Concepts

Routing boundaries

How hosts resolve close candidates when agents ask vague questions — without hiding judgment in prompts.

Capability lookup (GET /capabilities?provides=…) answers what can do X.

Natural-language questions — “what handles email?”, “ship data to Supabase” — often return multiple plausible owners. ASMP separates manifest evidence from host policy so decisions stay auditable.

Manifest routing evidence

Beyond capabilities.provides, manifests may declare routing hints:

FieldRole
ownsPrimary owner for a workflow or question class
supportsCan help, but is not the default owner
aliasesPlain-language names agents might use
positive_examplesQueries this service should win
negative_examplesQueries to reject, with suggested handoff
anti_routesCapability or topic prefixes that disqualify this service
when_not_to_useHuman-readable guardrails

Example fragment:

capabilities:
  provides:
    - email.ingest
    - email.classify
  owns:
    - email.workflow.intelligence
    - email.question.answering
  supports:
    - crm.contact.create
  aliases:
    - email brain
    - inbox intelligence
  anti_routes:
    - calendar.schedule
    - filesystem.backup

positive_examples:
  - "answer a question from recent email"
  - "classify inbound mail"

negative_examples:
  - query: "schedule a meeting from this email"
    handoff: calendar-agent

Prefer owns over supports, and supports over generic provides when ranking candidates.

Host policy (outside the lean manifest)

When two services score close, judgment belongs in a routing policy file owned by the host or organization — not buried in chat or a one-off prompt.

asmp_policy: "0.1"
name: routing-policy
defaults:
  boundary_win_bonus: 0.12
  boundary_margin: 0.04
  high_confidence_margin: 0.08
boundaries:
  - name: application release vs data publication
    services: [app-shipper, data-shipper]
    phrases:
      app-shipper:
        - deploy app
        - production release
      data-shipper:
        - publish data
        - warehouse parity

Policy stays portable: manifests describe services; the host learns local boundaries over time.

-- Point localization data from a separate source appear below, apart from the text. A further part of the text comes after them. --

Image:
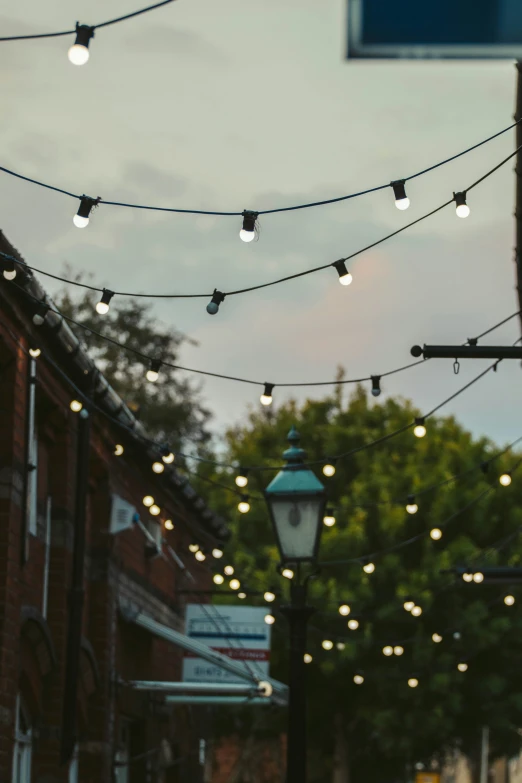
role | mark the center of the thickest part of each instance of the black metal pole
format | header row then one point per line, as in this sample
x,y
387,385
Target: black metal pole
x,y
297,614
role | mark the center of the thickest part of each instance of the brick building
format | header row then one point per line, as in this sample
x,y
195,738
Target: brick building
x,y
69,582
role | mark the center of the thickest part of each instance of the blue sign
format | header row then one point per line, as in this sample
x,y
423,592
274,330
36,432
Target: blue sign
x,y
427,29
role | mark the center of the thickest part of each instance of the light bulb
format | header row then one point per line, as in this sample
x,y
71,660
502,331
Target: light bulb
x,y
248,231
399,191
266,397
345,277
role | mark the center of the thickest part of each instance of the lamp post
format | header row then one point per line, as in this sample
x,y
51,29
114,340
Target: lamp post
x,y
296,501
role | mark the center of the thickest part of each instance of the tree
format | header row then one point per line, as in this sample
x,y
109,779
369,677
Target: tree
x,y
383,725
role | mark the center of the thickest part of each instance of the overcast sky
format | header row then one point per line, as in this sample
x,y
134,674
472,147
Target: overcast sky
x,y
234,104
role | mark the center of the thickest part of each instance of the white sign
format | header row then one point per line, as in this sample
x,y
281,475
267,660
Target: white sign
x,y
240,632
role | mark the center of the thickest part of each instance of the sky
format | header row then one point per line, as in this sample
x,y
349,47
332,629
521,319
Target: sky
x,y
234,105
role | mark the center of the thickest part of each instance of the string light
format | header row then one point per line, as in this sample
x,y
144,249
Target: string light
x,y
102,307
399,191
266,397
78,53
345,277
420,428
329,518
248,231
242,478
217,298
462,208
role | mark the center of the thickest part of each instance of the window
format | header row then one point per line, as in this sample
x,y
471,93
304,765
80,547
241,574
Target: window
x,y
23,746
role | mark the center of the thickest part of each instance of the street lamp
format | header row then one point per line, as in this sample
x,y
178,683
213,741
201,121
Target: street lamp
x,y
296,500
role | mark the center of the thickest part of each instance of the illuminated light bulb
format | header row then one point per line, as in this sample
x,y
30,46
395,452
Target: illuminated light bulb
x,y
345,277
376,385
420,428
243,506
248,232
81,219
462,208
217,298
266,397
242,478
103,305
152,373
329,469
329,518
78,53
399,191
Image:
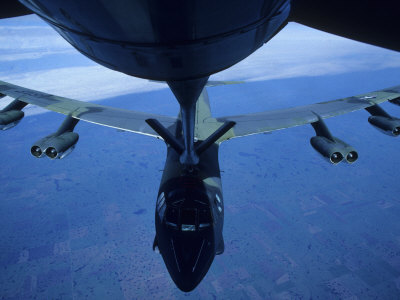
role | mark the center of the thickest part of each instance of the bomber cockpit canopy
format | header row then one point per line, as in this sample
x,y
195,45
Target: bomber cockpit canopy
x,y
184,211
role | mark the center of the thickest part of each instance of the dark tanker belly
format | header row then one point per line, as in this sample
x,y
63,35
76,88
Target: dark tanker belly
x,y
165,40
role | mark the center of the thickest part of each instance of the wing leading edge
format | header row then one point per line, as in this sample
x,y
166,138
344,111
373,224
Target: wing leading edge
x,y
268,121
127,120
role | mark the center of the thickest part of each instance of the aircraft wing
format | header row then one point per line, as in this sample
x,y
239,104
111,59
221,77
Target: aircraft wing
x,y
127,120
285,118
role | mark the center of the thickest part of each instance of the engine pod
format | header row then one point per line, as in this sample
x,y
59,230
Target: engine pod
x,y
60,146
329,149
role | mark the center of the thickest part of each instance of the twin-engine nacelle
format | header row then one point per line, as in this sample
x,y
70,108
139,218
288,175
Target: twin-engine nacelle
x,y
334,150
55,146
59,144
330,147
12,114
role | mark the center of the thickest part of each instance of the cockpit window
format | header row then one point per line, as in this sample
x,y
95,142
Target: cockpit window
x,y
204,218
218,203
188,218
161,205
171,217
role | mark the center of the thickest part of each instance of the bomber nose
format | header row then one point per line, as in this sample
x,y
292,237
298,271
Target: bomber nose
x,y
193,259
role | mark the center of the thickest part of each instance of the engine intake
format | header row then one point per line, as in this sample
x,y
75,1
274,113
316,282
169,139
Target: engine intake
x,y
59,144
12,114
334,150
62,145
330,147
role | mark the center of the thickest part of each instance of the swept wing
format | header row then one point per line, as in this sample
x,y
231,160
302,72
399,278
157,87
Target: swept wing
x,y
272,120
128,120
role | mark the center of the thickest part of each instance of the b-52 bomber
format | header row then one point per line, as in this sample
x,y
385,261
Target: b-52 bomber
x,y
183,43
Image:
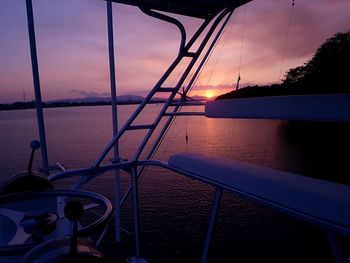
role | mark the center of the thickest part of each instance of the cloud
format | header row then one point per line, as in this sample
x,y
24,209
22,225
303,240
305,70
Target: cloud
x,y
89,93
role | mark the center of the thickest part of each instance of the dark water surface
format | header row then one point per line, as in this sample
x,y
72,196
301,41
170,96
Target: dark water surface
x,y
175,209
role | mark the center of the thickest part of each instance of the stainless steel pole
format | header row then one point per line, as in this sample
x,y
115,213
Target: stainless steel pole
x,y
36,81
114,118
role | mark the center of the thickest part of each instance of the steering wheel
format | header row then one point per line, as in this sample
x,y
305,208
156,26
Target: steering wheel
x,y
30,218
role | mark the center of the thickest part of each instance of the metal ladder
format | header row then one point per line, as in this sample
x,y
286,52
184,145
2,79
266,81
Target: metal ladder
x,y
184,52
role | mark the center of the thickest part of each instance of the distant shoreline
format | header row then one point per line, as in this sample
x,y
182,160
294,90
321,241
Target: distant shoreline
x,y
31,105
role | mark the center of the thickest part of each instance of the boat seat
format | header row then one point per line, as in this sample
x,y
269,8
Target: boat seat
x,y
318,201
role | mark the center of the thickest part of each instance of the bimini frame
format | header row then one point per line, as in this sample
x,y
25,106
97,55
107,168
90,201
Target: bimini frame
x,y
214,21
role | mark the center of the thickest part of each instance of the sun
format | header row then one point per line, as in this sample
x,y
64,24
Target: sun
x,y
209,94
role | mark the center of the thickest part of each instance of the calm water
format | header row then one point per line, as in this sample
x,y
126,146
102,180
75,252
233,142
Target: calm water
x,y
174,209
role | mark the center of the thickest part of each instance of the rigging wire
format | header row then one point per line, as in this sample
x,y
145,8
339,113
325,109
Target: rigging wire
x,y
286,40
241,53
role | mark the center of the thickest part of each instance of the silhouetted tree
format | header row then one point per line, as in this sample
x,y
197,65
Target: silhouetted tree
x,y
329,66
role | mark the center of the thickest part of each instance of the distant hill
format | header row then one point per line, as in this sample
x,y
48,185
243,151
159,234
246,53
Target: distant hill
x,y
326,72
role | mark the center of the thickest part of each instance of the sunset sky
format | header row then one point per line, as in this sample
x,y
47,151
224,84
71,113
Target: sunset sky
x,y
73,54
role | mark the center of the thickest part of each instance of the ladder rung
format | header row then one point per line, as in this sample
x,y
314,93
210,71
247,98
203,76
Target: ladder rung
x,y
190,54
167,90
141,127
184,113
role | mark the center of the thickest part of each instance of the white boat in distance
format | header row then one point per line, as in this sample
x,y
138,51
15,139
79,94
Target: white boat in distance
x,y
324,204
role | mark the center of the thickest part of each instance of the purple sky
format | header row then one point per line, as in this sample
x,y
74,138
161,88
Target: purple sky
x,y
72,46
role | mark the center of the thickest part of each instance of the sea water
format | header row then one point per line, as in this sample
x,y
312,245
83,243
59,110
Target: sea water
x,y
174,210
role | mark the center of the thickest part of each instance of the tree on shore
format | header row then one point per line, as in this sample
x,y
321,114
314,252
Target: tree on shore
x,y
326,72
328,67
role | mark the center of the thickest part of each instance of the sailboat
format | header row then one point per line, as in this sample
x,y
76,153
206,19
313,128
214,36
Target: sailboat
x,y
324,204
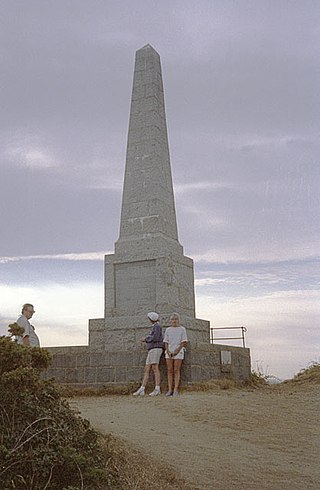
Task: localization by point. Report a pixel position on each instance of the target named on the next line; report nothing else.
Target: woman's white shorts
(154, 355)
(180, 355)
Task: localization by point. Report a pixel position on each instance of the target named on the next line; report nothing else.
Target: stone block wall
(80, 366)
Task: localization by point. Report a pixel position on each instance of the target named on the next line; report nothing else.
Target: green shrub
(43, 443)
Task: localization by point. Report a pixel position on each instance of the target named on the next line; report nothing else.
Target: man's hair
(27, 305)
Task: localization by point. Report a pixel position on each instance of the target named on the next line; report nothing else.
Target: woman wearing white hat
(155, 346)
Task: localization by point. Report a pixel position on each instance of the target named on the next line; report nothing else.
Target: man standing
(155, 346)
(29, 336)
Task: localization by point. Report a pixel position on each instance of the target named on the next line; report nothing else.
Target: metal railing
(214, 339)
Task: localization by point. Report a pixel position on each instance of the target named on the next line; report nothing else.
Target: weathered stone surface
(148, 270)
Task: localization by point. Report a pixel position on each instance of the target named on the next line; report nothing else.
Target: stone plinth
(80, 366)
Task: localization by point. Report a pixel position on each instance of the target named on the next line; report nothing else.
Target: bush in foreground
(43, 443)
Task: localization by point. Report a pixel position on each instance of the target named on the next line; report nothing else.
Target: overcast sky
(241, 83)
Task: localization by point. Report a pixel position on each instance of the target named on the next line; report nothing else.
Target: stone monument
(148, 270)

Natural-language discovery (adoption layer)

Hosts may expose:

GET /ask?q=<plain-language-question>

The response should be explainable — not a black-box pick:

{
  "query": "ship data to Supabase",
  "owner": "greenmark-data-shipper",
  "confidence": "high",
  "boundary_decision": {
    "method": "boundary-policy-v0",
    "margin": 0.18,
    "runner_up": {"service": "cerebro-shipr", "score": 0.41},
    "rule_hits": [
      {
        "boundary": "application release vs data publication",
        "hit_counts": {"greenmark-data-shipper": 2}
      }
    ]
  },
  "results": [
    {"service": "greenmark-data-shipper", "score": 0.59},
    {"service": "cerebro-shipr", "score": 0.41}
  ]
}

Recommended fields:

  • owner — selected service, or null if the registry abstains
  • confidencehigh, medium, low, or none
  • boundary_decision — how local policy broke a tie
  • results — ranked candidates with scores and evidence
  • alternates — plausible handoffs when uncertain

Generated explanations are not proof. Expose retrieval evidence and confidence so another agent can challenge the decision.

Practical routing model

  1. Search manifests (keyword, lexical, semantic, or RRF-style retrieval).
  2. Score using owns, supports, aliases, examples, and anti_routes.
  3. Apply boundary policy when top candidates are close.
  4. Return owner, confidence, runner-up, and rule hits.
  5. Store durable learning in manifests, policy, or local memory — not in a session transcript.

Agent habit

When discovery returns multiple plausible services:

  1. Read top candidates and their manifest evidence.
  2. Do not blindly trust rank #1.
  3. If still ambiguous, check or author host routing policy.
  4. On correction, update manifest examples or policy — that is the self-healing flywheel.

When /ask picks the wrong owner

After a real misroute, use the adoption skill improve-asmp-routing — playbook for manifest evidence, boundary policy, and before/after eval. Routed from use-asmp when confidence is weak or ownership was wrong.